Are we breaking any assumptions if we choose one of the last 2? Would that be premature optimization?

rovka updated this revision to Diff 85007.Jan 19 2017, 12:27 PM
rovka edited the summary of this revision. (Show Details)

I've been thinking about this a bit more and I think it's better to generate a G_LOAD, but for a size of 4 so that we preserve the extension performed by the caller.
This is achieved by changing the type of the virtual register that we're supposed to load into to a 32-bit scalar (which is sufficient for now, since we only support scalars at the moment).
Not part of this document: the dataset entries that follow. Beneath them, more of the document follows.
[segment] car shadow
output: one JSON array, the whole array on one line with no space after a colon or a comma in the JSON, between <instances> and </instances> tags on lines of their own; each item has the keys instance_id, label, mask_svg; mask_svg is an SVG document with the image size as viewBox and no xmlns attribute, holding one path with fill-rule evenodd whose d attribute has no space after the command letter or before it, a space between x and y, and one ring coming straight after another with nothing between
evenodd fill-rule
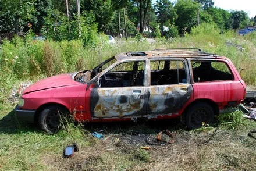
<instances>
[{"instance_id":1,"label":"car shadow","mask_svg":"<svg viewBox=\"0 0 256 171\"><path fill-rule=\"evenodd\" d=\"M40 132L33 124L19 122L15 109L0 119L0 134L17 134L24 132Z\"/></svg>"},{"instance_id":2,"label":"car shadow","mask_svg":"<svg viewBox=\"0 0 256 171\"><path fill-rule=\"evenodd\" d=\"M138 120L136 122L115 122L84 123L84 129L90 132L104 132L104 134L151 134L162 130L185 130L180 119Z\"/></svg>"}]
</instances>

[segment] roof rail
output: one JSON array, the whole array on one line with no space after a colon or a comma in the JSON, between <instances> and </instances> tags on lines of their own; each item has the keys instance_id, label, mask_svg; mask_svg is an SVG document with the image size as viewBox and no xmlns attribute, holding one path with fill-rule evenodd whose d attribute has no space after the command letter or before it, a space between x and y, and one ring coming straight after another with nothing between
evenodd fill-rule
<instances>
[{"instance_id":1,"label":"roof rail","mask_svg":"<svg viewBox=\"0 0 256 171\"><path fill-rule=\"evenodd\" d=\"M199 48L170 48L167 49L168 50L198 50L199 52L202 51Z\"/></svg>"}]
</instances>

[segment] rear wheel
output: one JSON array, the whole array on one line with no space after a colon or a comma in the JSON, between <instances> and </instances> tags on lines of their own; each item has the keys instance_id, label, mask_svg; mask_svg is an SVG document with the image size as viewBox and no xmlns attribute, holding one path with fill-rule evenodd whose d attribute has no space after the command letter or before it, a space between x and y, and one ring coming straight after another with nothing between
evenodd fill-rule
<instances>
[{"instance_id":1,"label":"rear wheel","mask_svg":"<svg viewBox=\"0 0 256 171\"><path fill-rule=\"evenodd\" d=\"M183 116L184 122L189 129L202 127L202 123L211 124L214 119L212 107L205 102L198 102L189 107Z\"/></svg>"},{"instance_id":2,"label":"rear wheel","mask_svg":"<svg viewBox=\"0 0 256 171\"><path fill-rule=\"evenodd\" d=\"M57 105L45 107L39 115L39 126L47 133L57 133L64 124L67 112L66 108Z\"/></svg>"}]
</instances>

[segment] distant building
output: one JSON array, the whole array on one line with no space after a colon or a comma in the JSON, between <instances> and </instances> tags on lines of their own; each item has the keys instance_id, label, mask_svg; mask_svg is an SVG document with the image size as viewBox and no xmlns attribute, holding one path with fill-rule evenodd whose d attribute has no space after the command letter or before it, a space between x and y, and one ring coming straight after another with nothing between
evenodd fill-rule
<instances>
[{"instance_id":1,"label":"distant building","mask_svg":"<svg viewBox=\"0 0 256 171\"><path fill-rule=\"evenodd\" d=\"M138 24L138 26L137 27L137 30L140 30L140 23ZM155 32L155 30L154 29L153 27L148 25L148 24L145 24L145 27L143 29L143 32Z\"/></svg>"},{"instance_id":2,"label":"distant building","mask_svg":"<svg viewBox=\"0 0 256 171\"><path fill-rule=\"evenodd\" d=\"M238 33L239 35L243 35L247 34L250 32L254 31L256 30L256 26L248 26L245 27L239 28Z\"/></svg>"}]
</instances>

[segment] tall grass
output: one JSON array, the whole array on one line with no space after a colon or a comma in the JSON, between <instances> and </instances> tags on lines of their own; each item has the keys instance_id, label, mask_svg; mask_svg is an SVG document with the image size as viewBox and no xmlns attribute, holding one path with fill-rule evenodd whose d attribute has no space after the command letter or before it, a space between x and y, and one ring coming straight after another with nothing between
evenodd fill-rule
<instances>
[{"instance_id":1,"label":"tall grass","mask_svg":"<svg viewBox=\"0 0 256 171\"><path fill-rule=\"evenodd\" d=\"M34 41L31 38L16 37L12 41L5 41L0 49L0 101L3 101L3 97L17 79L37 80L90 69L120 52L155 48L199 48L227 56L247 84L256 85L256 33L243 37L232 31L222 34L220 32L214 24L203 23L193 28L191 34L167 41L161 38L157 39L157 43L150 44L133 40L112 45L102 41L94 48L84 47L81 40ZM226 42L242 45L243 51L227 46Z\"/></svg>"}]
</instances>

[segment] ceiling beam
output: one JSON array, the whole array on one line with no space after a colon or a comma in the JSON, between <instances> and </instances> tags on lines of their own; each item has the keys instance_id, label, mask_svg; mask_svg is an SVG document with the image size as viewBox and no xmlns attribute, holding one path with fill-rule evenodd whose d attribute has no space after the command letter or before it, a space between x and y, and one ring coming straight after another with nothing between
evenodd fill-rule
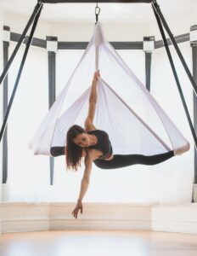
<instances>
[{"instance_id":1,"label":"ceiling beam","mask_svg":"<svg viewBox=\"0 0 197 256\"><path fill-rule=\"evenodd\" d=\"M42 3L95 3L97 1L93 1L93 0L78 0L78 1L74 1L74 0L38 0ZM98 3L151 3L152 0L100 0Z\"/></svg>"}]
</instances>

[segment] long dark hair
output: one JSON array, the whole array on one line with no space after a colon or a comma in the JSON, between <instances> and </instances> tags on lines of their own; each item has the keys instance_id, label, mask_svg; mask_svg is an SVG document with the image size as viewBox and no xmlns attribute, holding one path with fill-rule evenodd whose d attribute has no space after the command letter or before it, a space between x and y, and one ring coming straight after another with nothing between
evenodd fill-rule
<instances>
[{"instance_id":1,"label":"long dark hair","mask_svg":"<svg viewBox=\"0 0 197 256\"><path fill-rule=\"evenodd\" d=\"M67 132L66 165L68 169L77 171L77 168L81 166L82 148L77 146L73 140L78 134L82 134L83 132L86 132L85 130L77 125L71 126Z\"/></svg>"}]
</instances>

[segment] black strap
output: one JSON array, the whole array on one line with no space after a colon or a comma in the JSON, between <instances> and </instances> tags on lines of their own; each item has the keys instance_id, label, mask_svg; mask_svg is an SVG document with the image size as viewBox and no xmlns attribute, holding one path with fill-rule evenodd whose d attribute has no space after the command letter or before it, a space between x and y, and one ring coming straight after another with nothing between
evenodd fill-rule
<instances>
[{"instance_id":1,"label":"black strap","mask_svg":"<svg viewBox=\"0 0 197 256\"><path fill-rule=\"evenodd\" d=\"M166 38L166 35L165 35L165 32L164 32L164 30L163 30L163 26L162 26L161 21L160 20L160 17L157 14L156 10L155 9L154 5L153 5L153 10L154 10L155 15L156 17L158 26L160 28L160 33L161 33L161 36L162 36L162 38L163 38L163 41L164 41L164 46L166 48L167 56L169 58L171 67L172 67L173 74L174 74L174 78L175 78L175 80L176 80L176 83L177 83L177 89L178 89L178 91L179 91L179 94L180 94L180 96L181 96L181 99L182 99L182 102L183 102L183 108L184 108L184 111L185 111L185 113L187 115L189 125L192 135L193 135L194 144L195 144L195 147L197 148L197 137L196 137L195 131L194 131L194 126L193 126L193 123L192 123L192 120L191 120L191 118L190 118L190 115L189 115L189 109L188 109L188 107L187 107L187 104L186 104L186 102L185 102L185 99L184 99L183 93L182 91L182 87L181 87L181 84L180 84L180 82L179 82L179 79L178 79L178 77L177 77L177 71L176 71L176 68L175 68L175 65L174 65L171 52L170 52L170 49L169 49L169 46L168 46L168 44L167 44L167 39Z\"/></svg>"}]
</instances>

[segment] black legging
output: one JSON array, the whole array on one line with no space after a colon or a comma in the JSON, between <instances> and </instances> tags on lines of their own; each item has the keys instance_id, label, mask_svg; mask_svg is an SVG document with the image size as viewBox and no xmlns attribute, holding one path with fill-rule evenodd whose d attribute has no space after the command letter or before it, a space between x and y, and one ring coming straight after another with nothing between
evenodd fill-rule
<instances>
[{"instance_id":1,"label":"black legging","mask_svg":"<svg viewBox=\"0 0 197 256\"><path fill-rule=\"evenodd\" d=\"M166 161L174 156L174 151L168 151L164 154L154 155L143 154L115 154L111 160L104 160L97 159L93 162L101 169L116 169L122 168L132 165L147 165L153 166Z\"/></svg>"}]
</instances>

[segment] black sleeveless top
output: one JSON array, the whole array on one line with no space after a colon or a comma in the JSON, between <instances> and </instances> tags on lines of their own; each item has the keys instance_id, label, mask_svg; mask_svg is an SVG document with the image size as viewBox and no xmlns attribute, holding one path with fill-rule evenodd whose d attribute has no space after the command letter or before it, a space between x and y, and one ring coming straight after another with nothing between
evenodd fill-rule
<instances>
[{"instance_id":1,"label":"black sleeveless top","mask_svg":"<svg viewBox=\"0 0 197 256\"><path fill-rule=\"evenodd\" d=\"M112 147L107 132L102 130L94 130L87 131L88 134L93 134L97 137L97 143L93 146L89 146L87 148L94 148L103 152L103 155L99 159L105 159L112 154Z\"/></svg>"}]
</instances>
I've also fixed the size of the memory operand, which was wrong in the previous versions of the patch.
Let me know what you think.
Thanks.

rengolin added inline comments.Jan 23 2017, 9:02 AM
lib/Target/ARM/ARMCallLowering.cpp
134–142 ↗(On Diff #81569)

I believe we should start with generating the right load (B/H/W) and Z/S-extend.

It may duplicate the caller's work (since it was their job), but it's also safer if the caller is not following the ABI.

Why would that matter, well, because we support multiple ABIs, and I don't claim to know all of them by heart.

So, we implement the safe option now, and later on optimise for specific ABIs if we can guarantee it'll be safe there, too.

rovka added inline comments.Jan 25 2017, 2:18 AM
lib/Target/ARM/ARMCallLowering.cpp
134–142 ↗(On Diff #81569)

I'm not sure I understand why you think it's safer to duplicate the caller's work. Wherever there's duplication, there's the possibility of going out-of-sync between the two sides, and I don't think guarding against the caller not following the ABI is worth that risk. Also, by doing the extension to 32 bits we're already assuming *something* about the ABI. Are you thinking about something in particular about an ABI that would break if we just load those 32 bits? FWIW, the current instruction selection just loads 32 bits for every calling convention supported by ARM (except for ghccc, which just asserts).

rengolin accepted this revision.Jan 25 2017, 3:21 AM
rengolin added inline comments.
lib/Target/ARM/ARMCallLowering.cpp
134–142 ↗(On Diff #81569)

I was under the impression that Tim had knowledge of some ABI (Apple) that didn't follow that rule. Re-reading his comment now it seems it was just a point to optimisation, which should not be our worry for now.

If the current selector does this, than not changing behaviour is the way to go. Bonus points for following the ABI. :)

This revision is now accepted and ready to land.Jan 25 2017, 3:21 AM
This revision was automatically updated to reflect the committed changes.